The Second application is developed on Eclipse 4.6.0 with Spring plugin in Java Spring
Boot Framework. The data of the application is stores in a database. The reason why we have
used spring Boot is, it provides Dependency injection between the class objects. This feature
make the application more loosely coupled between each class. This feature is mandatory if we
are deploying the application in cloud container as a microservice. Also, it provides many
libraries for easy handling of Json data and restful services. This application also uses Java
Persistence API for object- relational mapping. It will manage the relational data in the database.
This feature will automatically create tables for each class in the database schema. We have also
implemented cache while storing and retrieving data in this application. It is like Memcache. We
have deployed this application in Amazon Web Service Using EC2 Ubuntu instance. This
Infrastructure as a service is also scalable than the traditional LAMP stack server. It is very
inexpensive and take only few minutes to start a server. It has a feature of elastic scale
computing to scale the computing power according to demand. The AWS EC2 comes with many
tool and monitoring applications. For the project purpose, we have used t2 micro instance. We
can also implement this application very easily on AWS EC2 container service as a container.
Part III: Design:
News Aggregator on PaaS:
This application consists of three servlets.
1. Newsaggregator1Servlet 2.JsonFetcher 3. memcached
Initially when the program runs, the JsonFecher.java which has the URL and API key for news
site fetches the JSON of New York Times News Site.

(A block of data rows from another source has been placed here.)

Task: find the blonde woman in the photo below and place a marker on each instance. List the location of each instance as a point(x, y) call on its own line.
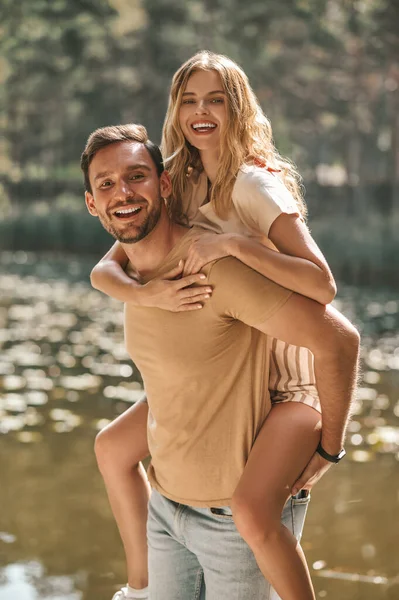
point(228, 177)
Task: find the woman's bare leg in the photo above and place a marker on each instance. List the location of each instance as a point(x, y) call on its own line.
point(119, 449)
point(284, 446)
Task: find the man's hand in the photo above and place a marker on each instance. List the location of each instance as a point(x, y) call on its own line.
point(205, 249)
point(314, 471)
point(174, 294)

It is stored in the Buffer Reader. We use
GSON library to parse this data. Json Parser parses it and store all data as Json elements. This
Json elements are converted into Json Objects to easy retrieval. Further the objects are converted
it to Json Array if required. Now we manually retrieve the required data by specifying its object
name, stored in string.

String strURL=
"https://api.nytimes.com/svc/topstories/v2/home.json?apikey=fc8222667db44088805d9d95dfc9c
06e";
URL url = new URL(strURL);
BufferedReader reader = new BufferedReader(new InputStreamReader(url.openStream()));
JsonParser pars= new JsonParser();
JsonElement je = pars.parse(reader);
jo= je.getAsJsonObject();
ja= jo.getAsJsonArray("results");
jo1 =ja.get(0).getAsJsonObject();
String a1s=jo1.get("section").toString();
String a1t=jo1.get("title").toString();
String a1p=jo1.get("published_date").toString();
String a1a=jo1.get("abstract").toString();
String a1u=jo1.get("url").toString();
These strings are converted into arrays and fed into Task Queue class UpLoadImage().

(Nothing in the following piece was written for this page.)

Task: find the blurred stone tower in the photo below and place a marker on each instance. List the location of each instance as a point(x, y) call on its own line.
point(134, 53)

queue.add(TaskOptions.Builder.withPayload(new
UpLoadImage(Article9[0],Article9[1],Article9[2],Article9[3],Article9[4])).etaMillis(System.cur
rentTimeMillis() + DELAY_MS));
This class is scheduled to perform each call with a delay of 5 seconds. Once it is called, it
retrieves the passed parameters and create an instance to access the Google data store
DatastoreService ds1 = DatastoreServiceFactory.getDatastoreService();
Now Parent Entity ArticlesDB is created with key vigneshram and child entity
ArticlesphotoDB is also created. All the data is loaded into ArticlesphotoDB using setproperty ()
and put()
Entity article = new Entity("ArticlesDB", "vigneshram");
Entity photo = new Entity("ArticlesphotoDB", article.getKey());
photo.setProperty("section",sec);

photo.setProperty("title", titl);
photo.setProperty("published_date", publ);
photo.setProperty("abstract", abst );
photo.setProperty("url", ur);
photo.setProperty("timestamp", new Date());
ds1.put(photo);
This servlet is called every two minutes to update news from news api using cron job. It is
specified in cron.xml file
<?xml version="1.0" encoding="UTF-8"?>
<cronentries>
<cron>
<url>/jfcron</url>
<target>beta</target>
<description> testing cron</description>
<schedule>every 2 minutes </schedule>
<retry-parameters>
<min-backoff-seconds>2.5</min-backoff-seconds>
<max-doublings>5</max-doublings>
</retry-parameters>
</cron>
</cronentries>
Newsaggregator1servlet.java is used to retrieve the stored data from the Datastore using
query. The results are limited to 10.
Query q1 = new Query("ArticlesphotoDB");
q1.addSort("timestamp", Query.SortDirection.DESCENDING);
PreparedQuery pq1 = ds.prepare(q1);
QueryResultList<Entity> result = pq1.asQueryResultList(FetchOptions.Builder.withLimit(10));
This page also has a page count which whose counter variable is store in Memcache.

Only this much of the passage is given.